Session 4: One month after session 3, the group met to review progress and challenges. Cognitive principles and problem-solving theory were reinforced, and the termination of the group was explored. As with many groups coming to an end, mortality and past losses were often parallel themes. Watch-and-wait patients were asked to reflect on meeting others dealing with the challenges of active chemotherapy. Patients in active treatment were asked to offer suggestions to watch-and-wait patients. The preciousness of time was considered in the context of goal attainment.

Data collected pretraining and posttraining (the Penn State Worry Questionnaire-Abridged, Patient Health Questionnaire-9, and Distress Thermometer) showed improvement in elements of coping, such as worry and distress, but the small sample lacked power, thus precluding generalization of findings. Ratings on the acceptability of the intervention and open feedback demonstrated that the intervention was well received.

Advantages of this model are its brevity; its adaptation of problem-solving cognitive therapy, for which there is a solid evidence base in cancer; and a maintenance phase that fits in well with illness coping models where autonomy is encouraged.
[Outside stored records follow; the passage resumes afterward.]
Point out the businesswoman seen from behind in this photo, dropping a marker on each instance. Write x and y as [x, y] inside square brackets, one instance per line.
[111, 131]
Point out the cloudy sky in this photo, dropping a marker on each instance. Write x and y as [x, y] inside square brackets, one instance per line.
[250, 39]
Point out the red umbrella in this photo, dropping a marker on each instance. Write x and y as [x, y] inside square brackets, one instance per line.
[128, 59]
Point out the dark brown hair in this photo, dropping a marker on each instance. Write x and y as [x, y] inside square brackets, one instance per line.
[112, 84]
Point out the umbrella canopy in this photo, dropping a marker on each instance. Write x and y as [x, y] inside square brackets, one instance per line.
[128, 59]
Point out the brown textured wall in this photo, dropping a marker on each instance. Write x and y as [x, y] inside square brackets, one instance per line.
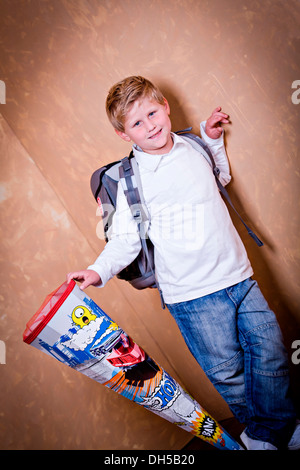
[58, 60]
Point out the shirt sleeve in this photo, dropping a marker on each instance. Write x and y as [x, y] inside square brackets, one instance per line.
[124, 244]
[219, 153]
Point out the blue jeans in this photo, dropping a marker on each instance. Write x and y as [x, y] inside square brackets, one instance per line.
[237, 341]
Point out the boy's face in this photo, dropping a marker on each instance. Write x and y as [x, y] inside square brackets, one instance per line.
[148, 125]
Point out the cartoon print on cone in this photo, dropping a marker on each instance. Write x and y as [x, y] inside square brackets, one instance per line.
[74, 330]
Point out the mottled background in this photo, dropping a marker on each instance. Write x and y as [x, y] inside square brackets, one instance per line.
[58, 58]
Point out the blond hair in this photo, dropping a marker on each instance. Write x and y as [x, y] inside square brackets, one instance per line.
[124, 93]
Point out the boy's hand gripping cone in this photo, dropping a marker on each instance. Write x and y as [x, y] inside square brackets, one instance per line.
[74, 330]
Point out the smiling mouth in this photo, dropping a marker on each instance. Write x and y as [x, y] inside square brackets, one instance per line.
[155, 135]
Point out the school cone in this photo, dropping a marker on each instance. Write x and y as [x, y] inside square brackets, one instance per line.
[72, 328]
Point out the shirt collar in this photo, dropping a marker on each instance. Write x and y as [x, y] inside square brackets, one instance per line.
[151, 162]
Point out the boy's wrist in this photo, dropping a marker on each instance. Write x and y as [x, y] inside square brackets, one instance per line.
[208, 139]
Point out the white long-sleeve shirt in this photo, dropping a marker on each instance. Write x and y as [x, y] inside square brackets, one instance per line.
[197, 248]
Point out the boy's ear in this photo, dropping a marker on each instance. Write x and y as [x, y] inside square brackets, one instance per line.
[123, 135]
[167, 106]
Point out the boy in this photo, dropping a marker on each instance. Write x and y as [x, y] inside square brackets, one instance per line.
[201, 264]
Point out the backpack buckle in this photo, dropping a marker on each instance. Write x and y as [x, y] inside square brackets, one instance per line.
[137, 216]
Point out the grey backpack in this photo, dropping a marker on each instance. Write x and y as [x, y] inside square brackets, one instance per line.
[104, 185]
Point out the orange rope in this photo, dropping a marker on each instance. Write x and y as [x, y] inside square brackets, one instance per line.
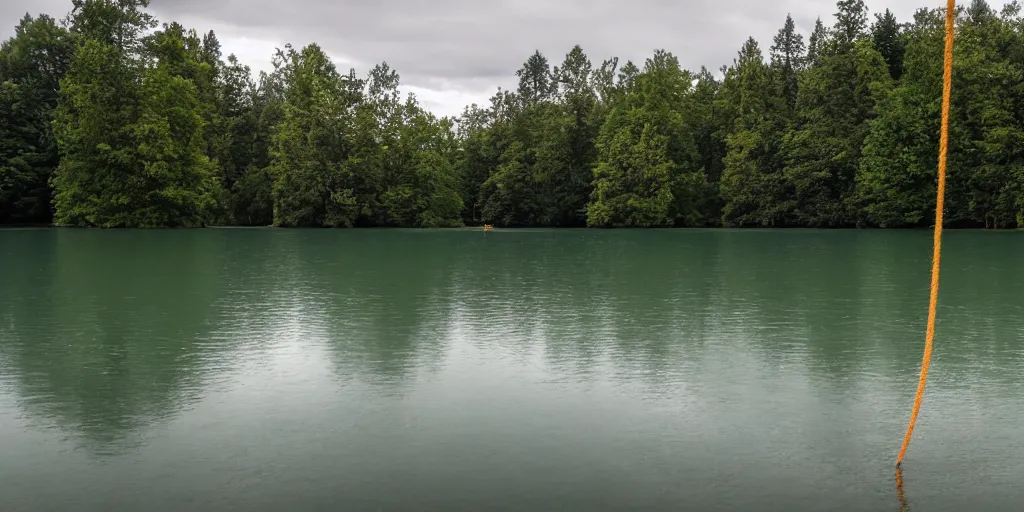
[933, 300]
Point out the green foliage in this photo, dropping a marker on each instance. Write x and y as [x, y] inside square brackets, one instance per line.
[112, 121]
[32, 65]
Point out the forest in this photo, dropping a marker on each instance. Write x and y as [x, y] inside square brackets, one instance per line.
[111, 119]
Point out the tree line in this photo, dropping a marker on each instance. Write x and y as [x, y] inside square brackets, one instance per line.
[110, 119]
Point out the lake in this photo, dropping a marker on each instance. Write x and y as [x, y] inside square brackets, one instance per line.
[513, 370]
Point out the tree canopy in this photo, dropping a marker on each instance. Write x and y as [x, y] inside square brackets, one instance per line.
[111, 119]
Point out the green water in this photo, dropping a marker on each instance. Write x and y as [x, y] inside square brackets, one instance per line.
[515, 370]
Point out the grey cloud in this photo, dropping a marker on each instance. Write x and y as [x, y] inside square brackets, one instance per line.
[475, 45]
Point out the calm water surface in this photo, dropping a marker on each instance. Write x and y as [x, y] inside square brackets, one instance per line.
[516, 370]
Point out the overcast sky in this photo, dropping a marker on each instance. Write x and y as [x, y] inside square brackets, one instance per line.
[455, 52]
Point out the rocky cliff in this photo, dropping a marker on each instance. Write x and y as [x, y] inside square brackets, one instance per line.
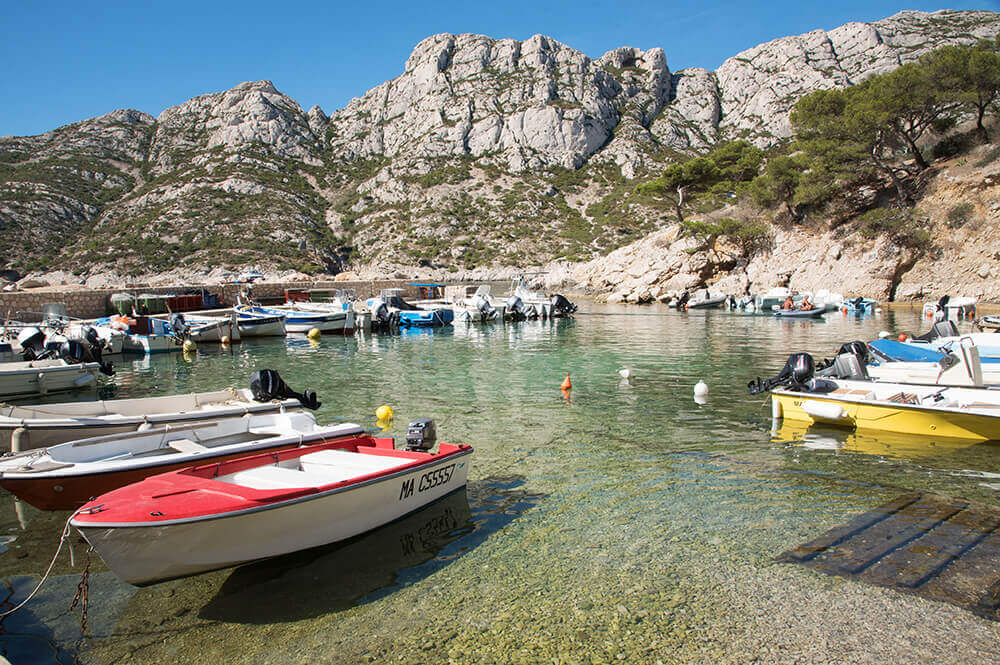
[482, 153]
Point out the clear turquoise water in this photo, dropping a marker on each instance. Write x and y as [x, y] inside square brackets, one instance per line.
[605, 527]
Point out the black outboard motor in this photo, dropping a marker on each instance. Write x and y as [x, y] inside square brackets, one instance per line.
[179, 325]
[516, 308]
[421, 435]
[797, 374]
[561, 304]
[267, 384]
[32, 342]
[944, 328]
[850, 363]
[488, 311]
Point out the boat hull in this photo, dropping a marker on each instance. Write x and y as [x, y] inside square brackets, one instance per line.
[143, 554]
[26, 379]
[900, 418]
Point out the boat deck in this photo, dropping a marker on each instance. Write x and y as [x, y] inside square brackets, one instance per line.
[324, 467]
[936, 547]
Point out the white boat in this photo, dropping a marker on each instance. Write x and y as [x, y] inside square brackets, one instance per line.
[219, 515]
[41, 377]
[775, 297]
[947, 307]
[299, 320]
[49, 424]
[65, 476]
[201, 328]
[254, 324]
[523, 302]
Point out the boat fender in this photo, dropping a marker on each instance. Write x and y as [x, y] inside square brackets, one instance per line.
[824, 410]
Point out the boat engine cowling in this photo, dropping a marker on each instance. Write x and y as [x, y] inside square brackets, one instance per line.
[421, 434]
[485, 308]
[517, 309]
[267, 385]
[561, 304]
[797, 374]
[31, 339]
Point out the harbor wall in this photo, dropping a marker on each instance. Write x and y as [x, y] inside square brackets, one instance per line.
[93, 303]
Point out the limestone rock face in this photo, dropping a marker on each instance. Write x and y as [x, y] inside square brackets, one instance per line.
[760, 86]
[527, 104]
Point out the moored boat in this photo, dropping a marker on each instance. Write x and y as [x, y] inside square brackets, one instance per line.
[41, 377]
[960, 413]
[65, 476]
[50, 424]
[219, 515]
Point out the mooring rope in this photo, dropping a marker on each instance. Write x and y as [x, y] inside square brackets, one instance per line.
[62, 539]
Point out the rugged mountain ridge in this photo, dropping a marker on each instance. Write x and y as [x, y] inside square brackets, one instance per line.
[483, 152]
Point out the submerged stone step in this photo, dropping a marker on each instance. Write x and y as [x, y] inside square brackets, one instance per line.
[937, 547]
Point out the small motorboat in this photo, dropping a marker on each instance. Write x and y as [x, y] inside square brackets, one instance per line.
[800, 313]
[227, 513]
[254, 324]
[957, 413]
[705, 300]
[858, 305]
[390, 304]
[299, 320]
[29, 427]
[41, 377]
[65, 476]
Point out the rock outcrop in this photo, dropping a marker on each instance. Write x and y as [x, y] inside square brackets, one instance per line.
[482, 153]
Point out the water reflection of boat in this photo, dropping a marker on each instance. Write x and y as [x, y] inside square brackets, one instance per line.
[882, 444]
[335, 577]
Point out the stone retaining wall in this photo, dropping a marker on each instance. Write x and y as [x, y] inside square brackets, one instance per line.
[88, 304]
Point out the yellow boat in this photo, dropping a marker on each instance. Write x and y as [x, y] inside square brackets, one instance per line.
[956, 413]
[866, 442]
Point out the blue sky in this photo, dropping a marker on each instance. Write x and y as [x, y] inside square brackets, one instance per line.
[71, 60]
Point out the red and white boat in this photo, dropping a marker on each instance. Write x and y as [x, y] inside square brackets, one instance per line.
[66, 476]
[225, 514]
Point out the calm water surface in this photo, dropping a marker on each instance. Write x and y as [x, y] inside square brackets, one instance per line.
[601, 528]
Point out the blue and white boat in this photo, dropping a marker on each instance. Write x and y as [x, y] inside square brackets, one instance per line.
[859, 305]
[408, 314]
[255, 324]
[299, 320]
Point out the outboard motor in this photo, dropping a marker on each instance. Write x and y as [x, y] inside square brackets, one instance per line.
[179, 325]
[421, 435]
[267, 384]
[32, 342]
[488, 311]
[944, 328]
[851, 363]
[518, 311]
[561, 304]
[797, 374]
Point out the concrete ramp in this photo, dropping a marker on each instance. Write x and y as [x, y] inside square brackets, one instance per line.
[937, 547]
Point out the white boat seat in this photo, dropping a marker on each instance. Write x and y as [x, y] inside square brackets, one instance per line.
[344, 464]
[274, 477]
[186, 446]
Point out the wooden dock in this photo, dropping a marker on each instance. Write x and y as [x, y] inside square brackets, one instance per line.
[937, 547]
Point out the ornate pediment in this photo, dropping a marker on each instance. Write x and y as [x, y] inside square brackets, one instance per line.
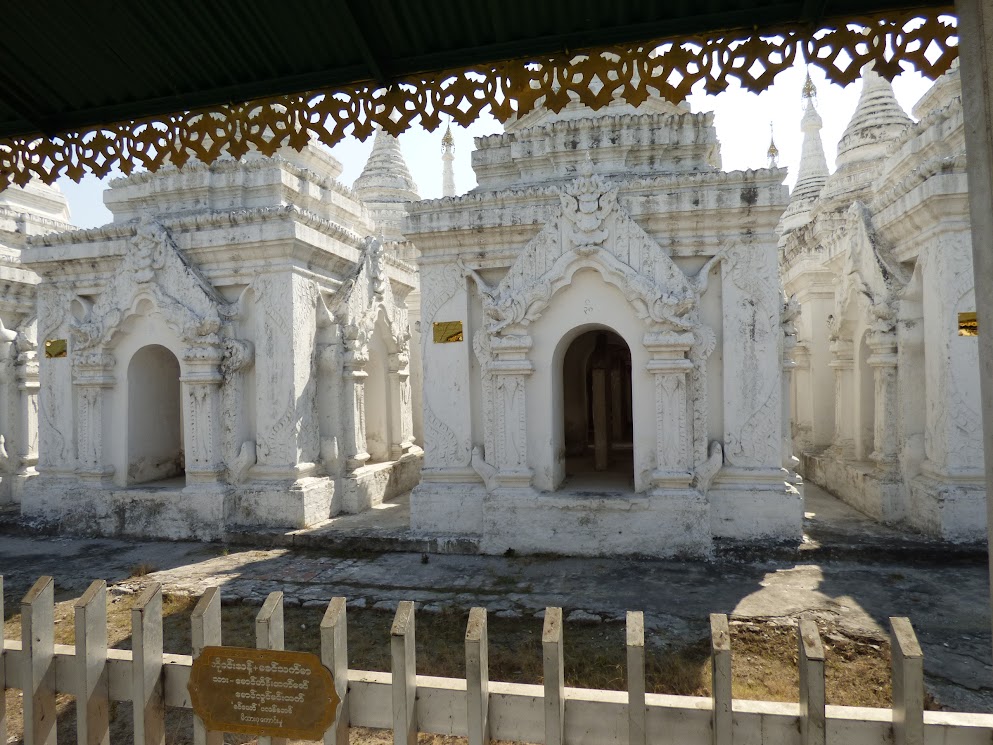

One observed limitation of this model, as with other group therapies, was slow recruitment. CLL is relatively uncommon, and recruitment may be brisker with cancers of higher prevalence, such as cancer of the breast or lung. A further limitation is the need for an experienced cognitive therapist facilitator. Trials using trainee cognitive therapists as facilitators suggested that a cotherapist is necessary in these cases.

Other cancers with a watch-and-wait phase, such as prostate, or populations with a genetic vulnerability to cancer might provide opportunities for further testing and application of this model.